La brutalisation de la vie sensible nous mène-t-elle au fascisme ?

La question de la brutalisation de la vie sensible est au cœur des préoccupations contemporaines. Dans son ouvrage Contre la brutalisation de nos existences, Paul Klotz examine comment notre rapport au monde se dégrade, entraînant une perte de lien avec notre environnement naturel.

Contexte factuel

Le poème d’Arthur Rimbaud évoque une expérience de pleine présence et de connexion avec la nature. Cependant, près de 150 ans après, les transformations engendrées par la révolution industrielle, l’exode rural et la destruction des écosystèmes ont profondément altéré cette relation. Les liens avec la nature se sont affaiblis, exacerbés par l’usage des écrans et un mode de vie sédentaire.

Klotz évoque une « violence insidieuse » dans notre quotidien, où des éléments essentiels tels que le chant des oiseaux et les senteurs de la nature semblent disparaître, laissant place à un environnement de béton et de pixels. Il parle de « dessèchement progressif de la réalité » et d’une « anesthésie de nos sensations quotidiennes ».

Données ou statistiques

Des études citées dans le livre montrent des tendances préoccupantes :

  • 90 % des enfants n’expérimenteront jamais le silence de la nature au cours de leur vie.
  • En 1971, 80 % des enfants se rendaient à pied à l’école ; ce chiffre est tombé à 10 % dans les années 1990.
  • Un enfant de 8 ans parcourait seul 10 km en 1926, distance réduite à 1,6 km en 1950, puis à 300 mètres pour la génération étudiée en 2007.

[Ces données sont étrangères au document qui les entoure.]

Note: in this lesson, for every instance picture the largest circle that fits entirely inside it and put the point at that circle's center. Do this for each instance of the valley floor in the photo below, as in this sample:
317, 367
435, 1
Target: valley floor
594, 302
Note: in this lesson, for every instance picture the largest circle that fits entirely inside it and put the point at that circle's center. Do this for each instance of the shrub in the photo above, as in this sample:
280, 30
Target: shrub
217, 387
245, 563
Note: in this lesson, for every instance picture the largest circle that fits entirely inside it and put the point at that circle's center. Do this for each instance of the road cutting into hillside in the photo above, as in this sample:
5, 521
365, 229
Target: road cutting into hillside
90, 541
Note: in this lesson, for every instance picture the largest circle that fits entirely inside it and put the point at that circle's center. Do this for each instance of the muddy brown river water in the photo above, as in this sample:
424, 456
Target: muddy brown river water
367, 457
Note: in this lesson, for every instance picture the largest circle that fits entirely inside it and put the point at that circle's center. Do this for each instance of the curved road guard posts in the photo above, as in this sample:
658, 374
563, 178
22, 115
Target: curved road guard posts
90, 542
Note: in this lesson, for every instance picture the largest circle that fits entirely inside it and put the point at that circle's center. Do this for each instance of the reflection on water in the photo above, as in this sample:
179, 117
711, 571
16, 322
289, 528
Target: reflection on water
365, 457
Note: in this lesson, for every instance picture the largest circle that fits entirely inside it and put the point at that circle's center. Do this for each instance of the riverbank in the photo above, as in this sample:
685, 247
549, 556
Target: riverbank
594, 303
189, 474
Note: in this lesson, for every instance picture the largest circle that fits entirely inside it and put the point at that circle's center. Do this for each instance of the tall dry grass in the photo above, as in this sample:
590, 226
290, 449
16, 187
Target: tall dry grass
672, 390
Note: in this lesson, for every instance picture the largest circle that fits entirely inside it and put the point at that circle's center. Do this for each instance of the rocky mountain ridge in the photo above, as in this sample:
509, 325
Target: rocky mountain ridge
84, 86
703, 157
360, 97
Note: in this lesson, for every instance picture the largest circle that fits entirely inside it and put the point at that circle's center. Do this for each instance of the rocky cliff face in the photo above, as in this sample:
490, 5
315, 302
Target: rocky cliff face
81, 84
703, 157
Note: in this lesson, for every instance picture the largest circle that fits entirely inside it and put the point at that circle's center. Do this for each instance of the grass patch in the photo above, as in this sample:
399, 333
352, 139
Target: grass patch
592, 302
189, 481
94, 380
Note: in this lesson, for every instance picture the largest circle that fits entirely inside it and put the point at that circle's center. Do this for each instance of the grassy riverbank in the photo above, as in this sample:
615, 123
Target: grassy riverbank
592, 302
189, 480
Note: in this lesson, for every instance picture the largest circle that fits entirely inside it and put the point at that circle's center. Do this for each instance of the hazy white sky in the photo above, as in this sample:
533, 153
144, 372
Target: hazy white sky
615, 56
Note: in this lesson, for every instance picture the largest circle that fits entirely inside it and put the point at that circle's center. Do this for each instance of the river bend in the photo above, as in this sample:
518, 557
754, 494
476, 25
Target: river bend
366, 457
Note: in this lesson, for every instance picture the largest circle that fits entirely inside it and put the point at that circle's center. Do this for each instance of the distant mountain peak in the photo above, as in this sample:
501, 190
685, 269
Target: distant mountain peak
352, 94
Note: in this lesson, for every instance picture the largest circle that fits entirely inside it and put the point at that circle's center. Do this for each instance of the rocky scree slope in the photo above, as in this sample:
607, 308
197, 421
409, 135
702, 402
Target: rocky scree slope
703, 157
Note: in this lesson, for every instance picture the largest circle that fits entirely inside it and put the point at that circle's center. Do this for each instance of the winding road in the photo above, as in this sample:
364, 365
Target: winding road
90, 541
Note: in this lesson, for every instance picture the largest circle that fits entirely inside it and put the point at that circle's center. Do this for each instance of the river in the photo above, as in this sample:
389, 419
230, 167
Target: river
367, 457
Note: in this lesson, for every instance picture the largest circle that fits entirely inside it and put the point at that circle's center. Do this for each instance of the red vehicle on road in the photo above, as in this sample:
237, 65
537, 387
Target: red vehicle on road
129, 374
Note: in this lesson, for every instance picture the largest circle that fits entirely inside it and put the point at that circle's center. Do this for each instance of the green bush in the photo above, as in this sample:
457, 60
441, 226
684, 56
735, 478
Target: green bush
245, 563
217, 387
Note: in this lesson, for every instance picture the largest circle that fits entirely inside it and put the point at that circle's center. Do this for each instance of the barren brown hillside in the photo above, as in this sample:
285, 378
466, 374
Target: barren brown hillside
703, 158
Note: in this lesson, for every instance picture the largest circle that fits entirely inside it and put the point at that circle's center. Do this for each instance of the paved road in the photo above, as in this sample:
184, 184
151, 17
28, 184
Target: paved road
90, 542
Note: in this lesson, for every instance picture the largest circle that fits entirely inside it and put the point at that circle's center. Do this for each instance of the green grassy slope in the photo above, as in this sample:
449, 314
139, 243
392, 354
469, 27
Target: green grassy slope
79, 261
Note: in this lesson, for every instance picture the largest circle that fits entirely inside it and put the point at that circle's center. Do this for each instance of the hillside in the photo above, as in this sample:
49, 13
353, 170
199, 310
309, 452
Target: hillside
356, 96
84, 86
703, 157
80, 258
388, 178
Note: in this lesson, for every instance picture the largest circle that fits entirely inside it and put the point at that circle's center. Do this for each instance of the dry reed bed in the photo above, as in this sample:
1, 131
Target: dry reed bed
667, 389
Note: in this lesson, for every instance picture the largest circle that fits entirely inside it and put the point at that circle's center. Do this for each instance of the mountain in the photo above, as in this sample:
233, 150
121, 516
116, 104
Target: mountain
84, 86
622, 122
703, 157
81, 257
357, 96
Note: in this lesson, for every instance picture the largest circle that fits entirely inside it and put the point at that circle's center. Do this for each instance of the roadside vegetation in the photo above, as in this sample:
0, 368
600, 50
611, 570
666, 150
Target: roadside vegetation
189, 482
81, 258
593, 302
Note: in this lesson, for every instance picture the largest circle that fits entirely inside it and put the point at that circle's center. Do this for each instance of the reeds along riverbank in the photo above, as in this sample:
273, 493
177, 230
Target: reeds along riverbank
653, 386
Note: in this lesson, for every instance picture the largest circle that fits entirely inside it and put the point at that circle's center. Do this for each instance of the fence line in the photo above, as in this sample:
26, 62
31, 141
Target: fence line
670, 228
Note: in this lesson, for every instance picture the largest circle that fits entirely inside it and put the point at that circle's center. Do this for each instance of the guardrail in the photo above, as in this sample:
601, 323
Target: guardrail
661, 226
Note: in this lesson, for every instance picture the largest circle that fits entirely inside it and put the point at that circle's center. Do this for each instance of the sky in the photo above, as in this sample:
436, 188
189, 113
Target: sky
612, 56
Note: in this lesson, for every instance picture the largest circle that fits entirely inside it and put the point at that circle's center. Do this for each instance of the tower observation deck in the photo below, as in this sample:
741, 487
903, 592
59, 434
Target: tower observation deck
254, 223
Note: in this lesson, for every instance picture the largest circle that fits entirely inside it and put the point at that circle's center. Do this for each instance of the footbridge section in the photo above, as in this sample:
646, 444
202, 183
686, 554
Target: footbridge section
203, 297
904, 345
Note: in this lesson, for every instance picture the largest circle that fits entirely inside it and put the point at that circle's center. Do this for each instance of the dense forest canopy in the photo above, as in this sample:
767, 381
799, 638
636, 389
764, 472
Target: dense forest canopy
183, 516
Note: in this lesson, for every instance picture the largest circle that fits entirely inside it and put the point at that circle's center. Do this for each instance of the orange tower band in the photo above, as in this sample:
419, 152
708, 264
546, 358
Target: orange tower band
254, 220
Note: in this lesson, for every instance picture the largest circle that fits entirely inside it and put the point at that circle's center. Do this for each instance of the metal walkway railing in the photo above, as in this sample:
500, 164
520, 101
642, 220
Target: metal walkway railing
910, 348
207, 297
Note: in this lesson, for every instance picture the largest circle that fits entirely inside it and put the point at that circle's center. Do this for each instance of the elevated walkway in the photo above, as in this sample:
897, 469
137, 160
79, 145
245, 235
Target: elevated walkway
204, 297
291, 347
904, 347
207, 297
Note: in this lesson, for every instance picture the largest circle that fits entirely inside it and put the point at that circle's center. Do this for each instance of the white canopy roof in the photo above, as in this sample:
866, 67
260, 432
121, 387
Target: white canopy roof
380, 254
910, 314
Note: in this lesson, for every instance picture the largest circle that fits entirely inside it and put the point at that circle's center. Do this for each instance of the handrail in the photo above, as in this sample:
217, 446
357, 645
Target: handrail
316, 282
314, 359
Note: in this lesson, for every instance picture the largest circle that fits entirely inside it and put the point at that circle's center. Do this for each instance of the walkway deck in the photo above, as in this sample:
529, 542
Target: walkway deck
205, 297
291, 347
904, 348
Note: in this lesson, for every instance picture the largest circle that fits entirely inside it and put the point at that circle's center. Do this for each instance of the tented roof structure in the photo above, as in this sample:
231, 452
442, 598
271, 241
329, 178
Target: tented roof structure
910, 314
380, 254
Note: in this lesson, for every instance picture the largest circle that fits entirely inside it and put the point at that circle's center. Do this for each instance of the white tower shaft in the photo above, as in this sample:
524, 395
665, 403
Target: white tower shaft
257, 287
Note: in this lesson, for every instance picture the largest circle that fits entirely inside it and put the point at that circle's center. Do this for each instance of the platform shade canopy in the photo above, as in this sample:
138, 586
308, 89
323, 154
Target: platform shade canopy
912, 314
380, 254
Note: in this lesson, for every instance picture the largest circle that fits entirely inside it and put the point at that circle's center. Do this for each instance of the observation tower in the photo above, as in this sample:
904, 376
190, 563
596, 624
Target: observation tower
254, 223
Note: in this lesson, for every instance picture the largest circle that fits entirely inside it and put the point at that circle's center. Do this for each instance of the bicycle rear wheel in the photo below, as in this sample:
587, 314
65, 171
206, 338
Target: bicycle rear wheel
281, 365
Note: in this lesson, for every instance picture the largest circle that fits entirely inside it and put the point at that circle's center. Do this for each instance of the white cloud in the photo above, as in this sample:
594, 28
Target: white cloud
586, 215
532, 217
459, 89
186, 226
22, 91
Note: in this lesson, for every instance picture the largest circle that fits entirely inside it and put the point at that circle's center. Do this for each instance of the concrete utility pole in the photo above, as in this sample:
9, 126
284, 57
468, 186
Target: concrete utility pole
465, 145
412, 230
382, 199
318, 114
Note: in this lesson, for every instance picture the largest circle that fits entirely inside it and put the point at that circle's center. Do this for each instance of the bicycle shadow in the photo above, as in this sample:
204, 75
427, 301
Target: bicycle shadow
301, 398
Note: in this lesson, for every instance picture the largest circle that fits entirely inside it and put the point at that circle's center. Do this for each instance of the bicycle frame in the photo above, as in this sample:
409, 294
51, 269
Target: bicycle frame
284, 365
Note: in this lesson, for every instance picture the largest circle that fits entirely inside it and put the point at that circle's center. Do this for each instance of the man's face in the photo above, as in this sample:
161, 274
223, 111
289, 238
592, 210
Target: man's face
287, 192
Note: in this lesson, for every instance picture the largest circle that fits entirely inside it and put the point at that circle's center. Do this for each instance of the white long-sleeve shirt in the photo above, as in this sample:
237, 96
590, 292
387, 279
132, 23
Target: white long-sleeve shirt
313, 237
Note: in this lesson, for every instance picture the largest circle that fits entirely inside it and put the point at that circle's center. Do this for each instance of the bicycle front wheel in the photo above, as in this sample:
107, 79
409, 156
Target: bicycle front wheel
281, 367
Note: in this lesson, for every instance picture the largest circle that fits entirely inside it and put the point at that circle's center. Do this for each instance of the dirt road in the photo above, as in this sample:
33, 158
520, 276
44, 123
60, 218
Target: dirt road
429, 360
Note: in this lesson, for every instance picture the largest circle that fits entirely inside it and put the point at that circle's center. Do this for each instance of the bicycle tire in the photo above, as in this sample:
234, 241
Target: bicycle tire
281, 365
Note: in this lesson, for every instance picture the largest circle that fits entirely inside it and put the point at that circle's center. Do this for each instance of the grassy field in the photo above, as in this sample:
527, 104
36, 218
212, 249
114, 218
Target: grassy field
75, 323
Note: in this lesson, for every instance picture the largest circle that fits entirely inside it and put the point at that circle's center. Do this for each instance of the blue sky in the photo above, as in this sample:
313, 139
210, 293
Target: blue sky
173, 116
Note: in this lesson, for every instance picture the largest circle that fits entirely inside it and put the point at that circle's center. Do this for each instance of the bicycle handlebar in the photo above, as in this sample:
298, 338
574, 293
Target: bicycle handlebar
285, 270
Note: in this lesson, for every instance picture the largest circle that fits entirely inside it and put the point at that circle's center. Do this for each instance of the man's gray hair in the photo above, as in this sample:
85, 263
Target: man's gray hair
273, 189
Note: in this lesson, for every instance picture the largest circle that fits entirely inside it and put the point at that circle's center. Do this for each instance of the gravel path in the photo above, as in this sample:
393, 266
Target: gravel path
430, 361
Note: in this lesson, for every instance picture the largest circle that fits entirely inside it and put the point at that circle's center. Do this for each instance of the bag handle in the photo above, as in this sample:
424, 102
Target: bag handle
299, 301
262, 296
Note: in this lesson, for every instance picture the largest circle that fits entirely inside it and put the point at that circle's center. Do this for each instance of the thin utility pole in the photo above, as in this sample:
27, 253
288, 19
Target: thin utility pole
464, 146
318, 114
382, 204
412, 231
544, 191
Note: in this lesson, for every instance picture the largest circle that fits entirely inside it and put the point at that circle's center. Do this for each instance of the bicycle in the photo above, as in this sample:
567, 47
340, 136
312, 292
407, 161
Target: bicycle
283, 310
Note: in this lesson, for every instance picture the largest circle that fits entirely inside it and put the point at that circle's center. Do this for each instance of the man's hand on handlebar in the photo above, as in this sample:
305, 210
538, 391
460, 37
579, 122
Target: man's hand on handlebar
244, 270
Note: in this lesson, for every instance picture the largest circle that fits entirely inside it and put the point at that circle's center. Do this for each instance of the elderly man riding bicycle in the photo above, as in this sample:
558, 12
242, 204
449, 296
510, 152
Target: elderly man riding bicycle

Ces chiffres illustrent une diminution significative de l’expérience directe avec la nature, soulevant des questions sur l’héritage que nous léguons aux générations futures.

Conséquence directe

Klotz relie cette brutalisation à des phénomènes historiques, en évoquant comment des bless sociales et culturelles peuvent prédisposer les sociétés à des idéologies extrêmes, y compris le fascisme. Il suggère que cette amputation sensorielle pourrait faciliter l’ascension de systèmes autoritaires, qui exploitent cette déconnexion pour renforcer leur pouvoir.

En conclusion, la dégradation de notre sensibilité et de notre lien avec le monde naturel pourrait avoir des implications politiques et sociales profondes, remettant en question la manière dont nous envisageons notre avenir collectif.

Source : Paul Klotz, Contre la brutalisation de nos existences, Flammarion, 2026.